L’estate del 2013 verrà ricordata come una delle più calde che il mondo abbia mai visto. Grazie alla sua collaborazione col Guardian, Edward Snowden è riuscito a rendere il mondo consapevole di quello che l’NSA (National Security Agency) stava facendo in tutto il mondo. Per renderla semplice, questa agenzia di stampo U.S.A. stava spiando sistematicamente cittadini, governi e capi di stato stranieri, sia alleati che nemici. Questa forte violazione della privacy non ha condotto solo ad una crisi diplomatica internazionale, ma anche ha rafforzato la preoccupazione dell’opinione pubblica sulla propria privacy online.
Stando all’inglese Telegraph non siamo mai stati così preoccupati e gelosi dei nostri dati personali: più del 60% dei cittadini inglesi ritiene che il potere di governo/i e compagnie private dovrebbe essere ridotto al minimo. Perciò, cookies, beacon e flash cookies dovrebbero essere limitati con ogni mezzo a disposizione degli utenti. Tuttavia è impossibile per i governi, europei specialmente, riuscire a proteggere la privacy dei suoi cittadini e allo stesso tempo permettere alle compagnie di fare il loro lavoro attraverso lo studio dei consumatori. Scoprire il comportamento dei consumatori e le loro abitudini, Indovinare i loro bisogni e fornire loro risposte e prodotti su misura è diventato vitale per ogni tipo di compagnia in questi anni e, fino ad ora, sembra essere diventato uno dei modi migliori per non affondare nel mare di Internet. Ad essere onesti, le industrie e i brand hanno sempre avuto bisogno di traccia e comprendere il comportamento dei consumatori in mille modi diversi: pagamenti via carta, abbonamenti, focus group, partecipant observation e molto altro. Tuttavia, va riconosciuto che la quantità di dati raccolti attraverso piattaforme come i social media è assolutamente inquietante e fuori controllo.

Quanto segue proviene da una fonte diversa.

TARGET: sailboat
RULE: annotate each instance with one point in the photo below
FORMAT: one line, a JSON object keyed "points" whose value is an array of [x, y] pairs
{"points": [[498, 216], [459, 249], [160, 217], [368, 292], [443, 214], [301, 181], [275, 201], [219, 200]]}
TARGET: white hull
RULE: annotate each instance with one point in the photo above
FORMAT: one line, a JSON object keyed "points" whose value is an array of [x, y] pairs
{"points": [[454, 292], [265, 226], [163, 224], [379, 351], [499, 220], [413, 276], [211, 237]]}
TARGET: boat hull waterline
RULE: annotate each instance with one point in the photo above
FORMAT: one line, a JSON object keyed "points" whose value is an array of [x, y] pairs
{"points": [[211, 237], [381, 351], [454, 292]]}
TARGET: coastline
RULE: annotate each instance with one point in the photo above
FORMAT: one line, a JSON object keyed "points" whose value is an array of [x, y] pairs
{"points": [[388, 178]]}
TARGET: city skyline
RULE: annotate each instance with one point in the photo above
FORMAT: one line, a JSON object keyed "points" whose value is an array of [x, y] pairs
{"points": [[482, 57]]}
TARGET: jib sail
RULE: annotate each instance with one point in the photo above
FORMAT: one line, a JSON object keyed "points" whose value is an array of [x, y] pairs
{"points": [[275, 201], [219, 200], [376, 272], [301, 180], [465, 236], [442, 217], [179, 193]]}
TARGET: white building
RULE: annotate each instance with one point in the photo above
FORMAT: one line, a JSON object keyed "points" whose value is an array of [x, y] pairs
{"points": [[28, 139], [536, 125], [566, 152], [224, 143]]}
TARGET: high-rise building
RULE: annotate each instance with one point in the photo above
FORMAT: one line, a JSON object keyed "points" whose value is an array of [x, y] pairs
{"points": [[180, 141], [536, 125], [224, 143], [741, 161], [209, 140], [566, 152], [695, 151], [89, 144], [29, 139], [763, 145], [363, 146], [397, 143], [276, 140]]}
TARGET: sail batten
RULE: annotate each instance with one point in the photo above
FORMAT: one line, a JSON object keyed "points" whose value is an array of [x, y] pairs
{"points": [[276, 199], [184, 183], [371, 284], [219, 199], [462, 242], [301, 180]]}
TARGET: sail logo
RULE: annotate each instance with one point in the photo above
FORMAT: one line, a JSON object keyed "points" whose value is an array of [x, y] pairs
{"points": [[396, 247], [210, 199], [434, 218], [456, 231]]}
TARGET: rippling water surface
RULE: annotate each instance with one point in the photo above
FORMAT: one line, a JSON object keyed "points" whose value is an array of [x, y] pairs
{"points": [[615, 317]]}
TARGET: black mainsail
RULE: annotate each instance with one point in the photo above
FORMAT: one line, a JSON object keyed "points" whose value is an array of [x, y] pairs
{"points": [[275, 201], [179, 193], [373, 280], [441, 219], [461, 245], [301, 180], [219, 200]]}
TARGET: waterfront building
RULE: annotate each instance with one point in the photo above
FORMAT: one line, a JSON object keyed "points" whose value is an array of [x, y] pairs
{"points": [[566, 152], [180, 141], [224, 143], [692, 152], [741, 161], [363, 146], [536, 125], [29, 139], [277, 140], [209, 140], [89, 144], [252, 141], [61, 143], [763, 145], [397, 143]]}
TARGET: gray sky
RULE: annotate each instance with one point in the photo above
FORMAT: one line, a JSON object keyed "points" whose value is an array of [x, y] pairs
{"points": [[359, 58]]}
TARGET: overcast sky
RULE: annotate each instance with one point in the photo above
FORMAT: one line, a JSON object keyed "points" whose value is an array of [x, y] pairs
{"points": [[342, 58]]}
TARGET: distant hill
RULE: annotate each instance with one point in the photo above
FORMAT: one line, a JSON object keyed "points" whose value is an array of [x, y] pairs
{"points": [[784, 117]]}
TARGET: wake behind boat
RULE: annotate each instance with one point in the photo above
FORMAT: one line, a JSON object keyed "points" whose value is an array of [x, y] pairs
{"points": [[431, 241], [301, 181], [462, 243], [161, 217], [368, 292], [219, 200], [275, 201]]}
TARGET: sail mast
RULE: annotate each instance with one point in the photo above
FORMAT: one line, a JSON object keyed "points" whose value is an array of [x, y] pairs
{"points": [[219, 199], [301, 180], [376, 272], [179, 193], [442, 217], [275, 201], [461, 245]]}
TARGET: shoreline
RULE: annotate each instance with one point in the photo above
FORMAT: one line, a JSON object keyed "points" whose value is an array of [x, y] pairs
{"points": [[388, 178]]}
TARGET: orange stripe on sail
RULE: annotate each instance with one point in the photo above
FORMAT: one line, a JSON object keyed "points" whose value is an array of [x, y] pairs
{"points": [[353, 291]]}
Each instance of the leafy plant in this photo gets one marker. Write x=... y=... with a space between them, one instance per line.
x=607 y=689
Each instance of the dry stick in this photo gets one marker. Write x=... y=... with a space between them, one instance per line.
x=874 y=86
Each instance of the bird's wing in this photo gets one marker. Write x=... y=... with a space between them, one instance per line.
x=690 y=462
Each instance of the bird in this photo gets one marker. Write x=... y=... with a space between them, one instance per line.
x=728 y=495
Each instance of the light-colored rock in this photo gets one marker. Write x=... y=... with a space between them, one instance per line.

Detto questo, come possono i governi proteggere i loro cittadini senza eliminare del tutto il sistema di tracciamento? Nel 2011 la Commissione Europea ha ideato la cosiddetta “Cookies Law”: ogni sito web che usa i profiling cookies (utili a creare un profilo del consumatore e a inviargli dei messaggi adatti alle sue esigenze) deve mettere questa caratteristica in evidenza attraverso un banner pop up e permettere all’utente di “accettare la condizione” e leggere la legge. L’unico modo di evitare i cookie è quello di uscire dal sito web. Tuttavia mi sembra abbastanza chiaro quindi che questo tipo di approccio non aiuti minimamente a proteggere la privacy dei cittadini: se da un lato porta alla luce il problema e informa gli utenti, dall’altro non solo non protegge veramente gli utenti ma rischia di far crollare il business di tutti quei piccoli blog siti web che basano le entrate sui banner.
Quale può essere quindi una vera soluzione? Prima di tutto, educare gli utenti e le compagnie a fidarsi gli uni degli altri potrebbe essere un buon inizio. I brand, le compagnie e chi investe in pubblicità dovrebbe ricordare che i suoi utenti sono più svegli e accorti tecnologicamente parlando e vogliono un rapporto che sia costruito sulla fiducia e sulla chiarezza. Essere invasivi e tracciare ogni tipo di attività online farà sentire gli utenti sfruttati e perennemente sotto tiro. Perciò suggerirei di essere meno ossessionati dalll’idea dei “big data” e di fare conto su altre risorse creative. Dall’altro lato, i consumatori dovrebbero rendersi conto che una conoscenza così profonda da parte di un brand può aiutare a creare prodotti e servizi più vicini ai loro bisogni. Questo tipo di nuove tecnologie potrebbero effettivamente risolvere problemi invece che creare bisogni, come sosteneva Adorno.